Teknologi Industri 4.0: Memadukan teknologi dan kreativitas untuk perusahaan yang lebih cerdas

Saya suka ketika perusahaan menerapkan teknologi inovatif dengan cara baru yang kreatif. Misalnya, satu pembotolan minuman di Meksiko menggabungkan teknologi canggih dengan geolokasi dan sensor IoT untuk meningkatkan keselamatan pekerja dan logistik gudang.

Berikut cara kerjanya:

  1. Sensor pada forklift yang dapat diisi ulang membantu pembotolan mengidentifikasi lokasi forklift dan kapan mereka membutuhkan pengisian baterai.
  2. Pekerja juga memakai perangkat berkemampuan sensor, yang membantu perusahaan memahami di mana posisi karyawan.
  3. Dengan menghubungkan data forklift dengan data pekerja, perusahaan dapat melindungi pekerja dengan lebih baik dari pergerakan forklift yang konstan.

"Ini brilian," kata Wallis. “Dengan memahami kedekatan pekerja dengan forklift, Anda dapat meningkatkan keselamatan mereka.
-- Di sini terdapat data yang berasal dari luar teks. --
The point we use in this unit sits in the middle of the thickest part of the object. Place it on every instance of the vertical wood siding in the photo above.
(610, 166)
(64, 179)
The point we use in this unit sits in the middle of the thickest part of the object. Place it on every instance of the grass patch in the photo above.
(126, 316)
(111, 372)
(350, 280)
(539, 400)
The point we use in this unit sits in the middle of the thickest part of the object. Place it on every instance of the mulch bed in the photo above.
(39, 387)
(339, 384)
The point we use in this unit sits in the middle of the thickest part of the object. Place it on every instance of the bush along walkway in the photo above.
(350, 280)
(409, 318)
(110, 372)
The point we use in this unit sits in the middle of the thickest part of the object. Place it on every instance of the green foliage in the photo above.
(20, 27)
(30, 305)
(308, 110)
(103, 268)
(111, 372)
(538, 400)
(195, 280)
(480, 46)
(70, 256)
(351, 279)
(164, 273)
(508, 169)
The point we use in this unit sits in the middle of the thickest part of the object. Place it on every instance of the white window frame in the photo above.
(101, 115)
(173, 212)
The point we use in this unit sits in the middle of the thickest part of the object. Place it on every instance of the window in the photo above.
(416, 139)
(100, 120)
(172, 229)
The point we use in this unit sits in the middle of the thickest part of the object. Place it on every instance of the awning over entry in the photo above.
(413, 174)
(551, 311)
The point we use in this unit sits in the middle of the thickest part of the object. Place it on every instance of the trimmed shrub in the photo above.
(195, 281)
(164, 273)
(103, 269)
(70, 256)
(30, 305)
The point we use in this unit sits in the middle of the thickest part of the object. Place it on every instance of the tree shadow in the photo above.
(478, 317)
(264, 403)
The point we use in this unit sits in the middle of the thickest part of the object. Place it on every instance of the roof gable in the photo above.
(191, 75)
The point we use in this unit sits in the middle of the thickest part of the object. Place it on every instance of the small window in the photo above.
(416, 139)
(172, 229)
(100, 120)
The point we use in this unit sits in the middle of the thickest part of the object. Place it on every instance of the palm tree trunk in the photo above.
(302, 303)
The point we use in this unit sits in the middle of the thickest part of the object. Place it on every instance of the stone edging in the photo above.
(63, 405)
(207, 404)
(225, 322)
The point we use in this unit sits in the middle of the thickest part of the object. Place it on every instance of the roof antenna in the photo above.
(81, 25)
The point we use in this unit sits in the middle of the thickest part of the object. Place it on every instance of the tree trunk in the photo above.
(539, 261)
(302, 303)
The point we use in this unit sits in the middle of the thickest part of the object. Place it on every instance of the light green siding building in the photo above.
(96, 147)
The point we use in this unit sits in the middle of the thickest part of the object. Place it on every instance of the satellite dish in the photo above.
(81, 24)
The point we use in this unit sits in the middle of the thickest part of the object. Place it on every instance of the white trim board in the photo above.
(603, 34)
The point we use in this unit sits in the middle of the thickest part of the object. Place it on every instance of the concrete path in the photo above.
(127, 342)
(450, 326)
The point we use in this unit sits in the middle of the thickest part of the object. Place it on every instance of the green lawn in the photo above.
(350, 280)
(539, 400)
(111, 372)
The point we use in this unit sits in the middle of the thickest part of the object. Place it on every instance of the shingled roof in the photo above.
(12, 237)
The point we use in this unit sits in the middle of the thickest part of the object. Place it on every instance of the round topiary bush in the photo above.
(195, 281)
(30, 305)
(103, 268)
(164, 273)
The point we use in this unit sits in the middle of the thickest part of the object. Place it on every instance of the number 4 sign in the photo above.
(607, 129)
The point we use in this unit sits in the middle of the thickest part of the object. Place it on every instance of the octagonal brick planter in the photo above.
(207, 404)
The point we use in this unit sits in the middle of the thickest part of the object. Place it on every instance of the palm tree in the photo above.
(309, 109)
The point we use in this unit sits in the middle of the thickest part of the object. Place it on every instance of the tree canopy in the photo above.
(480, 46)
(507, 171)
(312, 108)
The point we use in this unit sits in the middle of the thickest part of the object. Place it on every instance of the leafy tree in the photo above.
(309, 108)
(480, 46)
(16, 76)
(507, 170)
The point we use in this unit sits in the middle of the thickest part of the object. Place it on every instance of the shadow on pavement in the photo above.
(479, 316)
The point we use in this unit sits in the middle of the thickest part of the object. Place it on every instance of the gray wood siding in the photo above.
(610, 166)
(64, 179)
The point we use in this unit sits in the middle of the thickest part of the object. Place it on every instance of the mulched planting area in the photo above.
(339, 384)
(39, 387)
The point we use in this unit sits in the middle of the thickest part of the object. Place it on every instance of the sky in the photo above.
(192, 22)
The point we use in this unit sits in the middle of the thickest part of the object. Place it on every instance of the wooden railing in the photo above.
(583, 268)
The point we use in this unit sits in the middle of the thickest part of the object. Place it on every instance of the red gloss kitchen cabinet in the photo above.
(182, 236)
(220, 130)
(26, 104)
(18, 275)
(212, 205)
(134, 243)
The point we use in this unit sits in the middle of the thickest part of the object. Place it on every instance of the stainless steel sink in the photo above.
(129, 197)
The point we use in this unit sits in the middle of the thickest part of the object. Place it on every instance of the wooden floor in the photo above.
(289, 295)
Dan Anda juga dapat mengumpulkan data lain tentang kesehatan dan kesejahteraan mereka. Perusahaan ini menyediakan layanan yang berguna untuk pengisian ulang forklift sekaligus membantu menciptakan lingkungan karyawan yang lebih aman.”

Menemukan sweet spot dari teknologi IoT dan keuntungan bisnis mungkin membutuhkan waktu, tetapi mendengarkan drumbeat itu sekarang juga membayar.

“Pelanggan sering bertanya, 'Dari mana saya memulai?,' tetapi kami tidak pernah mengatakan di mana seharusnya,” kata Wallis. “Setiap perusahaan memiliki perjalanannya masing-masing. Hal terpenting tentang perjalanan adalah mengambil langkah pertama. Analisis kelumpuhan tidak pernah membawa kita ke ujung jalan. Apa pun yang Anda lakukan, pastikan Anda memulainya.”